Last year, right after Christmas, I realized I *should* have written a novella due to the success of my fellow authors’ novellas for that season. Like, WOW! So on December 27th, I decided to shoot for the January 5th deadline of a Valentine’s Day contemporary romance novella. I had an idea, ran with it without plotting a thing. I’m a TOTAL plotter, so this was a big change for me. I had various “points” in my head, but The Key to Love ended up as the closest thing to being a “total pantsed” novella. By the 5th of January, I had 18K words and took another 3 days to add a bit more in the saggy middle.
What do you do, writing-wise-to prepare for your binge writing sessions? Do you have an already prepared outline?
If I ever do this again, I sure would have a prepared outline! Normally I set goals per day or the week and stick to my To-Do list, such as characterizations, or plotting, or research, or my non-fiction writing. I’m not usually a binge-writer. I like taking my time.
What other things do you do to prepare? Stock up on food, unplug from Internet, get into a special mind-set, etc.
You definitely have to either cook ahead or plan on sending hubby/wife for pizza, Subway, Arby’s, Panera’s or Lean Cuisine in the freezer. Avoid FB, Twitter, blogging – only check email once a day. Eat, write, think, visit bathroom, sleep. That’s IT. Seriously.
Do you go away or do you write at home?
I totally have the Sheldon spot on my sofa. It keeps me focused, I can see out the front window and I keep the TV off. I also listen to music soundtracks to speed up my writing. I’ve never tried to go away, and I might not be comfy enough to produce.

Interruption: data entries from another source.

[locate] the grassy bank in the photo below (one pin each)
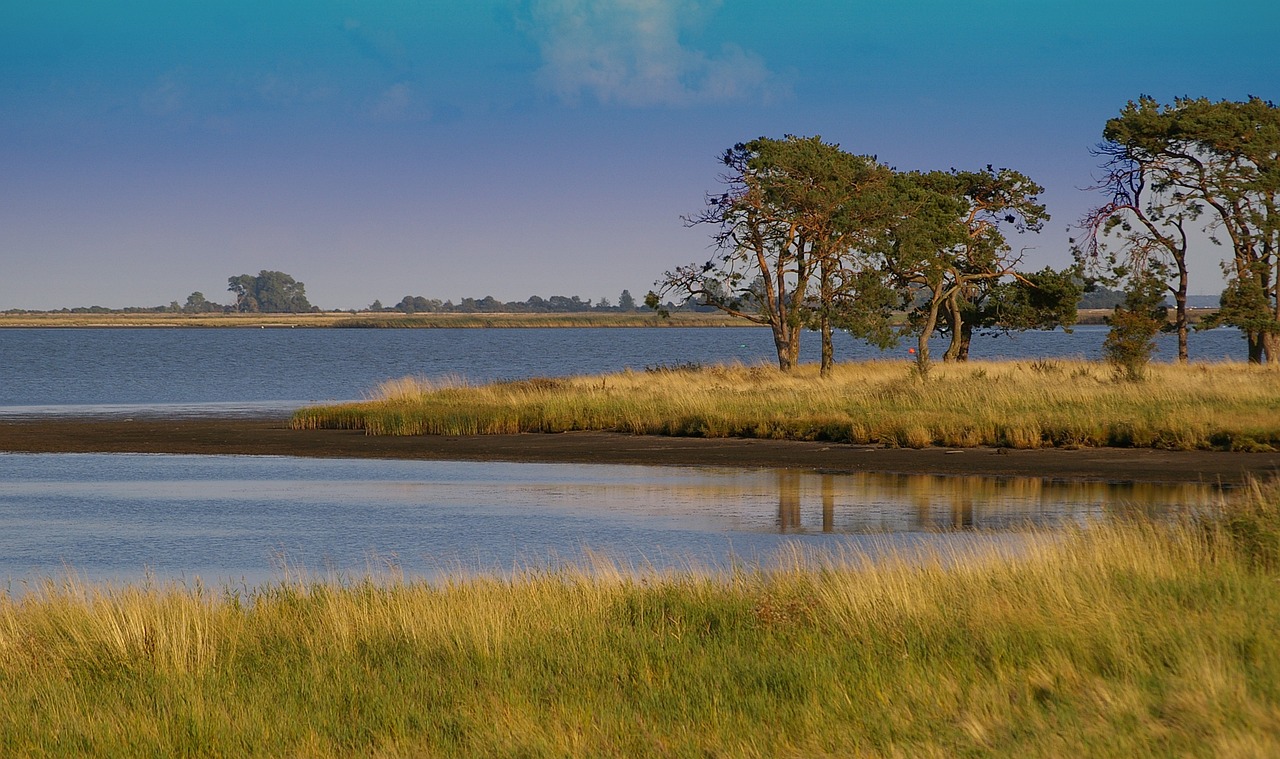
(1132, 639)
(1018, 405)
(368, 320)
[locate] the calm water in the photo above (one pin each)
(242, 520)
(229, 370)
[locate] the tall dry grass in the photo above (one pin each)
(1014, 403)
(1128, 639)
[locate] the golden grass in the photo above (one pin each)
(1128, 639)
(1008, 403)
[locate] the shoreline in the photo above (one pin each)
(272, 437)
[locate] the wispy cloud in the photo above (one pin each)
(630, 53)
(397, 103)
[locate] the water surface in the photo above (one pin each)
(129, 371)
(236, 520)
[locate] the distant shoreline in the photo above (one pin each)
(396, 320)
(374, 320)
(266, 437)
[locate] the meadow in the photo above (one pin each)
(1123, 639)
(1004, 403)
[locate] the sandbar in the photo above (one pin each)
(273, 437)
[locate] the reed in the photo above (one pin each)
(1127, 639)
(1011, 403)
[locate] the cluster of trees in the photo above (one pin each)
(812, 237)
(270, 292)
(490, 305)
(1171, 174)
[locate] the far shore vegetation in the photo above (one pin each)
(1138, 636)
(365, 320)
(1064, 403)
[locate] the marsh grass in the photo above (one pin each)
(1127, 639)
(1016, 405)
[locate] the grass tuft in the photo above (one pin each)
(1124, 639)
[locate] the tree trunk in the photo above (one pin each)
(1270, 347)
(1180, 312)
(922, 343)
(1255, 341)
(954, 323)
(828, 352)
(786, 339)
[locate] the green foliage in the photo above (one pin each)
(1134, 325)
(1196, 164)
(270, 292)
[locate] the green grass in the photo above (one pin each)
(1018, 405)
(1130, 639)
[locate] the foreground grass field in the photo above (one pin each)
(1016, 405)
(1130, 639)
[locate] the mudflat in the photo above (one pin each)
(272, 437)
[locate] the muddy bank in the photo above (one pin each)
(261, 437)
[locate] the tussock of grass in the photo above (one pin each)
(1016, 405)
(1128, 639)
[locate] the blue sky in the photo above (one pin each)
(375, 149)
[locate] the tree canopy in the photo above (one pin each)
(809, 236)
(270, 292)
(1187, 167)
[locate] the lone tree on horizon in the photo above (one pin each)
(270, 292)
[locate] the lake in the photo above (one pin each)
(255, 370)
(245, 520)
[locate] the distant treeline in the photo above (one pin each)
(490, 305)
(1098, 297)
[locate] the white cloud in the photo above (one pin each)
(630, 53)
(397, 104)
(168, 96)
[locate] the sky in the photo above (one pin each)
(379, 149)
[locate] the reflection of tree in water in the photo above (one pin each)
(789, 501)
(880, 502)
(828, 503)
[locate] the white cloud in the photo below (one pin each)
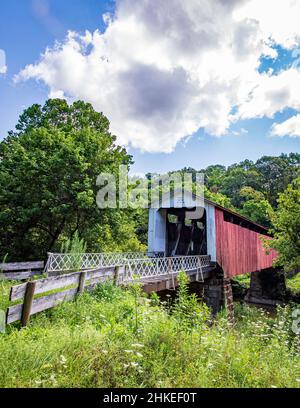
(3, 66)
(290, 127)
(271, 94)
(161, 73)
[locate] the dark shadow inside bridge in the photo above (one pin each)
(186, 235)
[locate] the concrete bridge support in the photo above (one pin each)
(267, 287)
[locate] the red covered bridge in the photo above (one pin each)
(233, 241)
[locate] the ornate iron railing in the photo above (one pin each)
(136, 265)
(155, 267)
(67, 262)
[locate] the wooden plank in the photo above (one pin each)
(14, 313)
(28, 299)
(21, 266)
(59, 282)
(19, 275)
(45, 285)
(82, 279)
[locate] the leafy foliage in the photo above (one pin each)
(286, 227)
(48, 171)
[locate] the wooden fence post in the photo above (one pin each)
(28, 299)
(116, 275)
(229, 301)
(82, 279)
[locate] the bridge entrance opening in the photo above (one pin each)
(186, 232)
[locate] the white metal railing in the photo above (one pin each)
(137, 265)
(65, 262)
(154, 267)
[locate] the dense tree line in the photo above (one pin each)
(48, 170)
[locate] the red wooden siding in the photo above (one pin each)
(239, 250)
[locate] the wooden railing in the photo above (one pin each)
(21, 270)
(66, 286)
(34, 296)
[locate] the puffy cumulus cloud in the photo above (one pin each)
(290, 127)
(271, 94)
(3, 66)
(161, 73)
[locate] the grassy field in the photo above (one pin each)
(120, 338)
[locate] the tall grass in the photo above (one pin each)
(120, 338)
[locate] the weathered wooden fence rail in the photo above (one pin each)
(34, 296)
(70, 286)
(21, 270)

How do these sessions make you feel? Exhilarated? Tired? Satisfied? Frustrated?
Once I reached 15K words for the novella, I was very happy. I knew I’d make the deadline or close to it. I was exhausted, though. Frustration set in once I went into edits – I was totally rewriting it far more than my content and line editors wanted. I edited up until a few days before the release! Call me a Perfectionist. I wanted to put my name on a better product.
Do you complete a draft of an entire novel during this period?

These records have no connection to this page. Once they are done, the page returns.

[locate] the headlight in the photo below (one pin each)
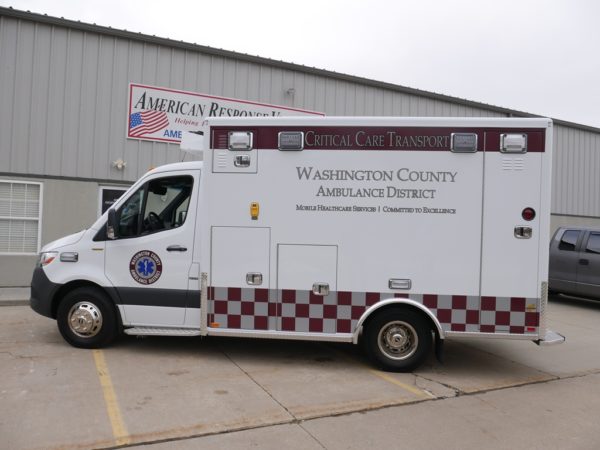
(46, 258)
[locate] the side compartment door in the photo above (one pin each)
(149, 262)
(588, 266)
(307, 285)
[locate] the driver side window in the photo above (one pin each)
(160, 204)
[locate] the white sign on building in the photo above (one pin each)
(162, 114)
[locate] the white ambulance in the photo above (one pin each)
(394, 232)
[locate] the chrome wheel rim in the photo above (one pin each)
(85, 319)
(398, 340)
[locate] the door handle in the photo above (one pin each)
(176, 248)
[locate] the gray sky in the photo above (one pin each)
(537, 56)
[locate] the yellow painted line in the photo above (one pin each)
(120, 432)
(414, 390)
(385, 376)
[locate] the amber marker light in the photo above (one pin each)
(528, 214)
(254, 209)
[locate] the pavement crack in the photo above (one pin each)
(312, 436)
(264, 389)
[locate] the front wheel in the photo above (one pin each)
(398, 340)
(86, 318)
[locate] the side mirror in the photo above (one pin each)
(111, 224)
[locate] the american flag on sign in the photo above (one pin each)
(147, 122)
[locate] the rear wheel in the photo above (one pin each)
(398, 340)
(86, 318)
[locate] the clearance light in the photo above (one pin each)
(254, 209)
(528, 214)
(46, 258)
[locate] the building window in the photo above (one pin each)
(20, 217)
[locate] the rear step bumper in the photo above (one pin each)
(551, 338)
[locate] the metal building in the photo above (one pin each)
(64, 120)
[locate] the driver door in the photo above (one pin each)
(149, 261)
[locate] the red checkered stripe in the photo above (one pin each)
(339, 312)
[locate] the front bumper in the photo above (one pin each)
(42, 293)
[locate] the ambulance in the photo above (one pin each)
(392, 233)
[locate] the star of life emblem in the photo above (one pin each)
(145, 267)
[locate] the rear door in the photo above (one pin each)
(588, 266)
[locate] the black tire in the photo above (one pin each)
(86, 318)
(398, 340)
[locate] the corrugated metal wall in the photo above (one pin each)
(576, 172)
(63, 105)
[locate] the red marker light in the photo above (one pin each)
(528, 214)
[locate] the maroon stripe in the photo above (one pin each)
(380, 138)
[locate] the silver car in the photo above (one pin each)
(575, 262)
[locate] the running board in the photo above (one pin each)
(154, 331)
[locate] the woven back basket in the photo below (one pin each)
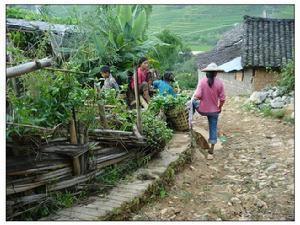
(179, 120)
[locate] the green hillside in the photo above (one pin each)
(200, 26)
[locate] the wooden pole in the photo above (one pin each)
(27, 67)
(101, 109)
(73, 140)
(137, 100)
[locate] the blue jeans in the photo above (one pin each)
(212, 124)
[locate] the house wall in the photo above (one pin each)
(235, 83)
(262, 78)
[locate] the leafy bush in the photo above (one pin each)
(168, 102)
(48, 100)
(155, 130)
(19, 13)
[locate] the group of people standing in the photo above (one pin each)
(208, 98)
(147, 79)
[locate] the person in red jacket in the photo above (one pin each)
(142, 72)
(210, 92)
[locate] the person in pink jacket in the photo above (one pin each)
(210, 92)
(142, 72)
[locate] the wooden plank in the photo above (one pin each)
(38, 169)
(21, 201)
(111, 162)
(71, 150)
(76, 166)
(108, 131)
(27, 67)
(92, 212)
(12, 189)
(71, 182)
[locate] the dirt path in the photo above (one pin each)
(251, 178)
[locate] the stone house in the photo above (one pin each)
(251, 53)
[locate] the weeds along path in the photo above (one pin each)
(251, 178)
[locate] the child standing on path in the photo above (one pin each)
(210, 92)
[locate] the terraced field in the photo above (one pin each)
(201, 26)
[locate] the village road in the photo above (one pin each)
(251, 178)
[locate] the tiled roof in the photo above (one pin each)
(262, 42)
(267, 42)
(219, 56)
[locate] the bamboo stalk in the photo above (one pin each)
(33, 126)
(64, 70)
(137, 100)
(27, 67)
(73, 136)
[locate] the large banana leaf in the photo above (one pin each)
(139, 24)
(124, 15)
(111, 39)
(100, 46)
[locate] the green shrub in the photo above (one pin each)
(287, 77)
(278, 113)
(155, 130)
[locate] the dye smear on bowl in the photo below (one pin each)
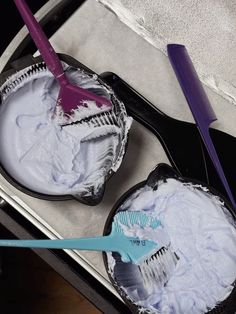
(47, 158)
(202, 234)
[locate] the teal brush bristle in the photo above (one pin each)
(155, 261)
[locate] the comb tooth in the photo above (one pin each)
(156, 270)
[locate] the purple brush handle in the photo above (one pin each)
(198, 103)
(46, 50)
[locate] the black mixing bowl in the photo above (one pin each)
(88, 200)
(128, 270)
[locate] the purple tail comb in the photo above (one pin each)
(70, 96)
(199, 104)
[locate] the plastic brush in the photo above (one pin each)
(199, 104)
(70, 96)
(155, 260)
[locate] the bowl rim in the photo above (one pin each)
(162, 172)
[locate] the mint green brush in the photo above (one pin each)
(155, 260)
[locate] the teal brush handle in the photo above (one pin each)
(129, 248)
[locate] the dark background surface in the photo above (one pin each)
(11, 21)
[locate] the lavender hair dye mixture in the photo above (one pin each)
(44, 156)
(202, 234)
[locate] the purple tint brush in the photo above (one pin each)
(70, 96)
(198, 103)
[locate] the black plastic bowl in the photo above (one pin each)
(88, 200)
(161, 172)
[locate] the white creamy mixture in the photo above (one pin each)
(47, 158)
(202, 234)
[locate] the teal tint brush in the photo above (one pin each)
(155, 260)
(70, 96)
(198, 103)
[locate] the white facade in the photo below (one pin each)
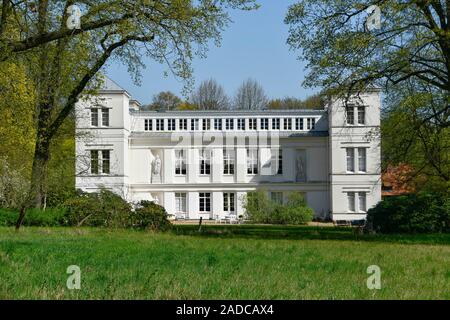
(209, 160)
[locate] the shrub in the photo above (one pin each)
(104, 209)
(51, 217)
(149, 215)
(414, 213)
(260, 209)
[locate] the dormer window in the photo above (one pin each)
(159, 124)
(105, 117)
(361, 115)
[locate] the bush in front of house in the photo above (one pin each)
(103, 209)
(413, 213)
(149, 215)
(260, 209)
(50, 217)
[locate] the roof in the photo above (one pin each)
(216, 113)
(110, 86)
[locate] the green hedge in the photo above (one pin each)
(414, 213)
(51, 217)
(260, 209)
(103, 209)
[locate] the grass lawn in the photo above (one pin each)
(221, 262)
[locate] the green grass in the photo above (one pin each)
(221, 262)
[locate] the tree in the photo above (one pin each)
(165, 100)
(408, 56)
(97, 15)
(250, 96)
(412, 43)
(210, 96)
(69, 66)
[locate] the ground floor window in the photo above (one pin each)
(277, 197)
(100, 161)
(205, 202)
(357, 201)
(180, 202)
(228, 202)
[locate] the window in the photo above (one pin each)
(362, 201)
(180, 202)
(105, 161)
(100, 165)
(264, 124)
(94, 161)
(311, 123)
(204, 201)
(228, 161)
(252, 161)
(195, 124)
(361, 115)
(159, 124)
(94, 117)
(350, 159)
(180, 163)
(229, 124)
(350, 114)
(183, 124)
(171, 124)
(277, 197)
(351, 201)
(205, 162)
(276, 124)
(148, 125)
(362, 159)
(206, 124)
(105, 117)
(280, 162)
(228, 202)
(287, 124)
(241, 124)
(217, 124)
(299, 124)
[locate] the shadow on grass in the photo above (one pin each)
(268, 232)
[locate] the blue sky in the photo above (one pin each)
(253, 46)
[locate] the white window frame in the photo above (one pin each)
(252, 161)
(229, 202)
(229, 163)
(264, 124)
(351, 202)
(182, 123)
(276, 124)
(218, 124)
(350, 160)
(361, 110)
(159, 124)
(241, 124)
(171, 124)
(94, 115)
(180, 202)
(148, 124)
(204, 162)
(180, 162)
(204, 197)
(362, 159)
(252, 124)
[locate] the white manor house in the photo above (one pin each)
(202, 163)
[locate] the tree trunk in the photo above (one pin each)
(40, 164)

The novella was finished, yes. And I’ve done this before for rough first drafts. I don’t like it, though. I prefer taking my time.
What’s your process for editing your draft?

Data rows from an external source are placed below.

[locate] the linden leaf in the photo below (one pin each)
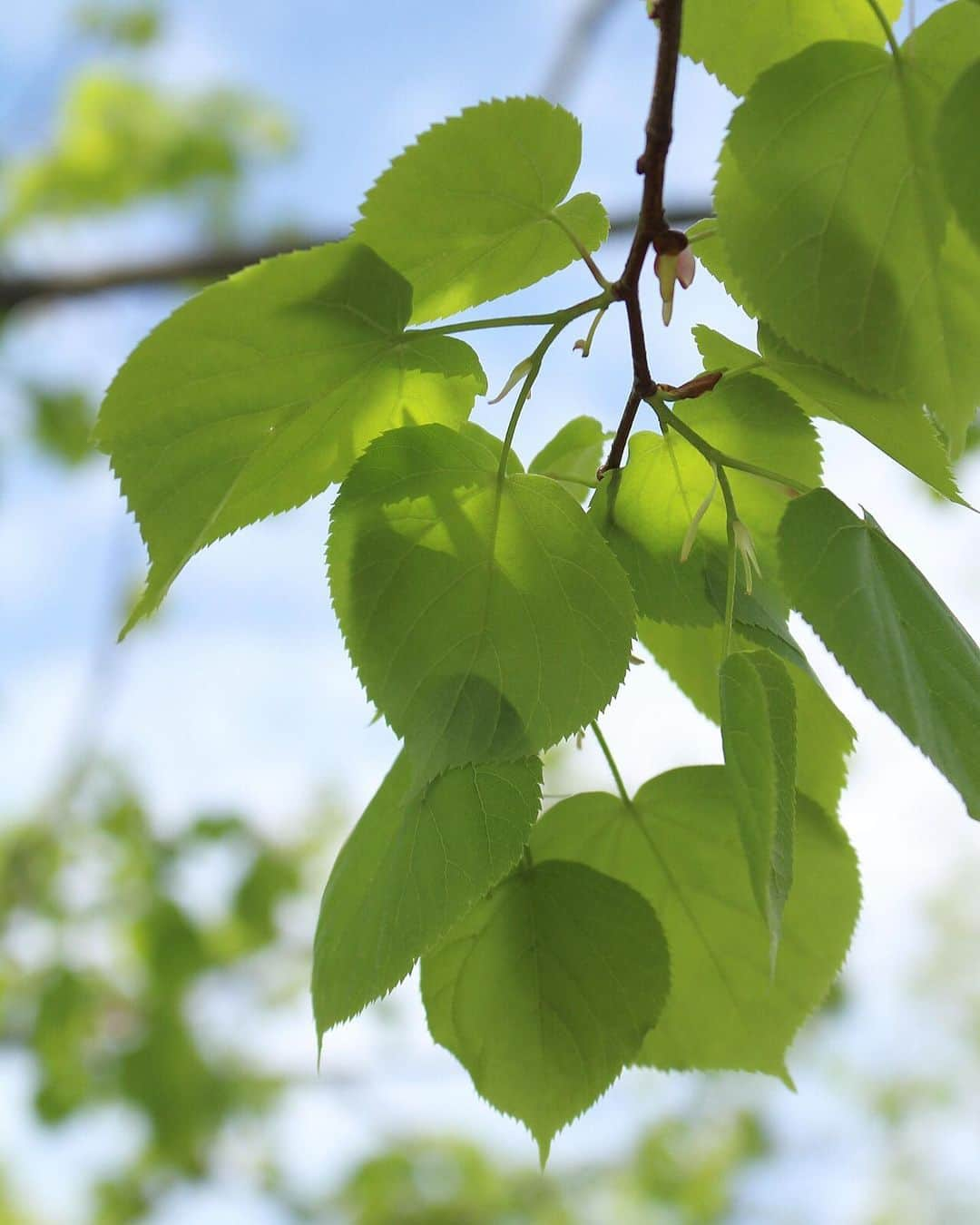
(679, 846)
(473, 210)
(546, 990)
(485, 616)
(262, 389)
(889, 630)
(413, 865)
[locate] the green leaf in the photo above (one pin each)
(825, 738)
(679, 846)
(737, 45)
(889, 630)
(897, 426)
(545, 991)
(259, 392)
(644, 508)
(574, 451)
(473, 210)
(486, 618)
(413, 865)
(958, 125)
(843, 249)
(759, 732)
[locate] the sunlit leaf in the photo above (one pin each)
(473, 210)
(679, 846)
(545, 991)
(413, 865)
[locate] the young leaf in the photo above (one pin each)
(844, 250)
(486, 618)
(759, 732)
(889, 630)
(574, 451)
(413, 865)
(473, 210)
(897, 426)
(825, 738)
(545, 991)
(644, 510)
(737, 51)
(262, 389)
(956, 133)
(679, 847)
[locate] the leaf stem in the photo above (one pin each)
(887, 27)
(612, 762)
(561, 320)
(717, 457)
(730, 516)
(583, 251)
(545, 320)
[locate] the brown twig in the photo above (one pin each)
(652, 228)
(211, 265)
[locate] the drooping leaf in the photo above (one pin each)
(958, 125)
(574, 451)
(486, 618)
(680, 848)
(644, 508)
(737, 44)
(262, 389)
(545, 991)
(889, 630)
(897, 426)
(759, 734)
(413, 865)
(825, 738)
(473, 210)
(842, 250)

Although I “vomited up” the novella, I usually work an “ocean wave” method — going back and surging forward, so I end up with a decent “second draft” instead of a rough first draft. Then I keep revising for various things – subtext, theme, characterization, depth, etc.
Anything else you’d like to say about binge writing?
I’m planning on doing it again for the Christmas novella later this year. September or October. That’s all I’m giving myself for first draft and the editing before submitting.
Thanks, Meg! I’m looking forward to reading your novella!
Meg Mims is an award-winning author and artist. She loves writing blended genres – like historical, western, adventure, romance, suspense and mystery. Her first book, Double Crossing, won the 2012 WWA Spur Award for Best First Novel.
Meg is a staff writer for Lake Effect Living, a West Coast of Michigan tourist on-line magazine, and for RE/MAX Platinum of Brighton, Michigan. She earned an M.A. from Seton Hill University’s Writing Popular Fiction program in January 2010.